June 2, 201313 yr Almost 1 month ago to the day I had a hdd fail for the 2nd time. I decided the disk was bad and tossed it. The new drive was working great but failed again today. Im guessing its not very likely that 2 separate drives happen to fail in the same exact slot is just a coincidence. Both times it was reisfer errors (sp?). I am not near my computer now, but it is currently rebuilding the same drive again. Will see if I can post some syslogs later. I followed the check file systems section of the wiki and found 0 errors on /dev/md2. In any case, what are the best steps to isolate the issue? I guess sata/power cables are cheap enough, but are there any other things I can do in the mean time to figure out exactly what the problem is? Sent from my SCH-I605 using Tapatalk 2
June 2, 201313 yr Are you using high quality locking SATA cables? You could also have an issue with unstable power. The Antec Neo's are "okay", but not really high quality units. You may want to replace it with a Corsair HX series or a Seasonic X series unit. Finally, do you have a UPS? Unscheduled power outages, and even brownouts or spikes, can also cause a lot of issues. A good UPS with AVR can eliminate all of these problems.
June 2, 201313 yr Author No ups but thats something to consider. Would the logs be able to tell me if im experiencing power issues? Im leaning more towards cabling issues do to the fact its always the same slot. With my case I yank out the old drive and pop in a new one so if aomething was loose I wouldnt know. Sent from my SCH-I605 using Tapatalk 2
June 2, 201313 yr Look at the SMART data for the disk and see if the Power-Off Retract Cycle count is non-zero. These are caused by non-normal drive shutdowns due to loss of power. If the count is non-zero, it's a good indication that you're having some power issues.

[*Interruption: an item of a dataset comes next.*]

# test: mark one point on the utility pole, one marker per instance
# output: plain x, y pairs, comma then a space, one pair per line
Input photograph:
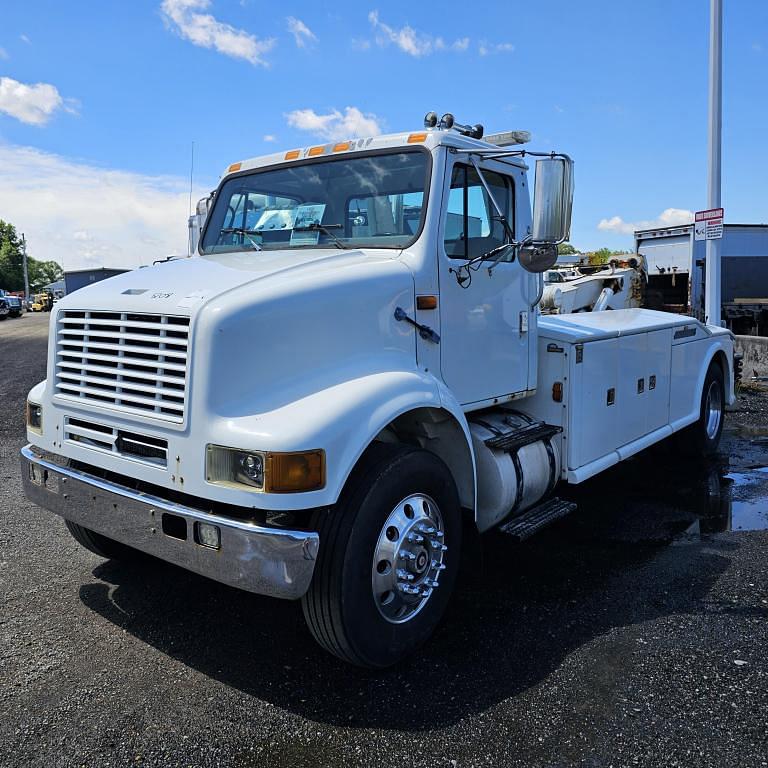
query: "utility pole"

June 2, 201313 yr Author Thanks. Im assuming thats the long smart report? Sent from my SCH-I605 using Tapatalk 2
June 2, 201313 yr Thanks. Im assuming thats the long smart report? Sent from my SCH-I605 using Tapatalk 2 Just the SMART status report. You don't need to run either of the SMART tests (Short or Long). The status report will show the Power-Off Retract Cycle counts.
June 2, 201313 yr An FYI, Power-Off Retract Cycle count will also increment if the heads are not 'parked' before the computer is turned off. It is not necessarily an accurate indicator of power or drive problems. For the OP, run a memtest for 24 hours on the system. Make sure the power and the data cables are not taught or being stressed in any way. If your using a power splitter to increase the number of drive power connectors be sure it is of good quality and not the cause of your problem. Change the cables if necessary. If you are in a humid environment, such as a basement, any loss of the gold flashing on the data connectors will lead to oxidation and signal integrity issues. Best to keep a few new cables handy.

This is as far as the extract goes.